On October 25, 2022, Acreage announced that it entered into an arrangement agreement (the “Floating Share Agreement”) with Canopy Growth Corporation (“Canopy” or “CGC”) and Canopy USA, LLC (“Canopy USA”), CGC’s newly-created U.S. domiciled holding company, pursuant to which, subject to approval of the holders of the Class D subordinate voting shares of Acreage (the “Floating Shares”) and the terms and conditions of the Floating Share Agreement, Canopy USA will acquire all of the issued and outstanding Floating Shares by way of court-approved plan of arrangement (the “Floating Share Arrangement”).
Concurrent with the entering into of the Floating Share Agreement, Canopy irrevocably waived its option to acquire the Floating Shares pursuant to the plan of arrangement implemented on September 23, 2020 (the “Existing Arrangement”) pursuant to the arrangement agreement between Canopy and Acreage dated April 18, 2019, as amended (the “Existing Arrangement Agreement”). Additionally, subject to the provisions of the Floating Share Agreement, Canopy has agreed to exercise its option pursuant to the Existing Arrangement Agreement (the “Fixed Option”) to acquire Acreage’s outstanding Class E subordinate voting shares (the “Fixed Shares”), representing approximately 70% of the total shares of Acreage. Upon exercise of the Fixed Option and completion of the Floating Share Arrangement, Canopy USA will own 100% of all outstanding Fixed Shares and Floating Shares. The Company intends to hold a special meeting of its shareholders in January 2023.
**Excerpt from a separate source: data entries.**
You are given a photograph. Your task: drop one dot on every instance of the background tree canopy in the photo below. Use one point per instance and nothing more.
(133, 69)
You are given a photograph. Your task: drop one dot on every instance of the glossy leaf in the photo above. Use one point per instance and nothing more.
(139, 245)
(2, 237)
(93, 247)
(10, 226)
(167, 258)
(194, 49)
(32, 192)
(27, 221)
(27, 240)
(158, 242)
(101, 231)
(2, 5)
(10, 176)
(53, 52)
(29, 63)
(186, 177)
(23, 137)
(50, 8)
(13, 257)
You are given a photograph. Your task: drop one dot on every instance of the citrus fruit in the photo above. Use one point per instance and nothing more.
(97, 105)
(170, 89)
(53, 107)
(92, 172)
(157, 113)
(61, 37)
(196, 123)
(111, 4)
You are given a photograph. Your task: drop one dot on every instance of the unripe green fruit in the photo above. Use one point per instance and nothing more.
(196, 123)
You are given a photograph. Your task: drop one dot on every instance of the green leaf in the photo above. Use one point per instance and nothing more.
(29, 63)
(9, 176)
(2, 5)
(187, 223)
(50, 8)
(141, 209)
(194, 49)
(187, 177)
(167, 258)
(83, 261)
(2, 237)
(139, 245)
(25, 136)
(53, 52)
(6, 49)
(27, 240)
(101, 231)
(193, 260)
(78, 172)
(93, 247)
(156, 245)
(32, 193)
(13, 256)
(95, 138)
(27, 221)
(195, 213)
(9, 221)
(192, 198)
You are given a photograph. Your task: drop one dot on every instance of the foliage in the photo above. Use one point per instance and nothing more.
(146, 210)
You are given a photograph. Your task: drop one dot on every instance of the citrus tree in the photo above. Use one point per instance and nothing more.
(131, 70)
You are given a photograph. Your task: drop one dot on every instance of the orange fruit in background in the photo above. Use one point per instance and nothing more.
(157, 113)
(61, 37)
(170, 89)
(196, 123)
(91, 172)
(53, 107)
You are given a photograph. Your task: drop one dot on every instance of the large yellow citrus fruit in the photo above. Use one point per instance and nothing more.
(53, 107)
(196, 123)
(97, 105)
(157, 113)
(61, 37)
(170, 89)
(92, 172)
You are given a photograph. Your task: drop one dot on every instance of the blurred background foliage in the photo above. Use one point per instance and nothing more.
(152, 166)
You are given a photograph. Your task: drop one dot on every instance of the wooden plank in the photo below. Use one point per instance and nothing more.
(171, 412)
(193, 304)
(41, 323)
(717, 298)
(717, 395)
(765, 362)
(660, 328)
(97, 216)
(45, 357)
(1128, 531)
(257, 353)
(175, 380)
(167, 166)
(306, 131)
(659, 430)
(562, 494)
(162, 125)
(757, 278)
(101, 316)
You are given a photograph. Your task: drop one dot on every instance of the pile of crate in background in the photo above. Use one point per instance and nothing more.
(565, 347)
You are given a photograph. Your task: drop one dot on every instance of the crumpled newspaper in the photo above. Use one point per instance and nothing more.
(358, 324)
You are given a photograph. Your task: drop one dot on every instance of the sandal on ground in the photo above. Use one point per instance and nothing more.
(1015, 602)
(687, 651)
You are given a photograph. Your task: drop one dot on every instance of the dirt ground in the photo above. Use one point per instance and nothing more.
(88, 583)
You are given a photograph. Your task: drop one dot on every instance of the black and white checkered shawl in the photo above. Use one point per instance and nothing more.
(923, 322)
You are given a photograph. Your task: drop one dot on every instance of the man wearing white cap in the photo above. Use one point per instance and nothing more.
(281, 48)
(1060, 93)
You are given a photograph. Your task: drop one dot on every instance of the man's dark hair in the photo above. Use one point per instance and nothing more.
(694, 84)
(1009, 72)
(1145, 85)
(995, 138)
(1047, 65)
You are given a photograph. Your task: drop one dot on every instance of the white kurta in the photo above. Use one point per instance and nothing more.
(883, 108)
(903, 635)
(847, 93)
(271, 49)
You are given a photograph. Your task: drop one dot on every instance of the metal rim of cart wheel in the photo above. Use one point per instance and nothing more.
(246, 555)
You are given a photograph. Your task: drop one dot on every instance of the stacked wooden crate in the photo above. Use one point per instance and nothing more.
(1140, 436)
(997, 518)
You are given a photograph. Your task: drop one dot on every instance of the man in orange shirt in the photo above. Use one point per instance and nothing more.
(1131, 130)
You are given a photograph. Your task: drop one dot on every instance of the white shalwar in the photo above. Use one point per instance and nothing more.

Additionally, the Company amended its existing US$150 million credit facility (the “Amended Credit Facility”) with AFC Gamma, Inc. and Viridescent Realty Trust, Inc. Under the terms of the Amended Credit Facility, $25 million is available for immediate draw by Acreage with a further US$25 million available in future periods under a committed accordion option once certain predetermined milestones are achieved.
Details regarding the Floating Share Agreement, including the strategic benefits and rationale, Fixed Option, and Amended Credit Facility can be found in the Company's press release dated October 25, 2022.
Management Commentary
“Despite significant industry headwinds, our results in the third quarter once again demonstrate the highly attractive positioning our operations have established in our core markets over the last year. We believe very strongly that our disciplined strategy will continue to foster long-term growth and enhanced value for our business as the markets continue to evolve and our opportunity to drive further profitability increases,” said Peter Caldini, CEO of Acreage. “Throughout the remainder of the year we will focus our efforts on strengthening our presence in New Jersey through continued cultivation improvements and prepare for the launch of adult-use sales in key Northeastern markets.”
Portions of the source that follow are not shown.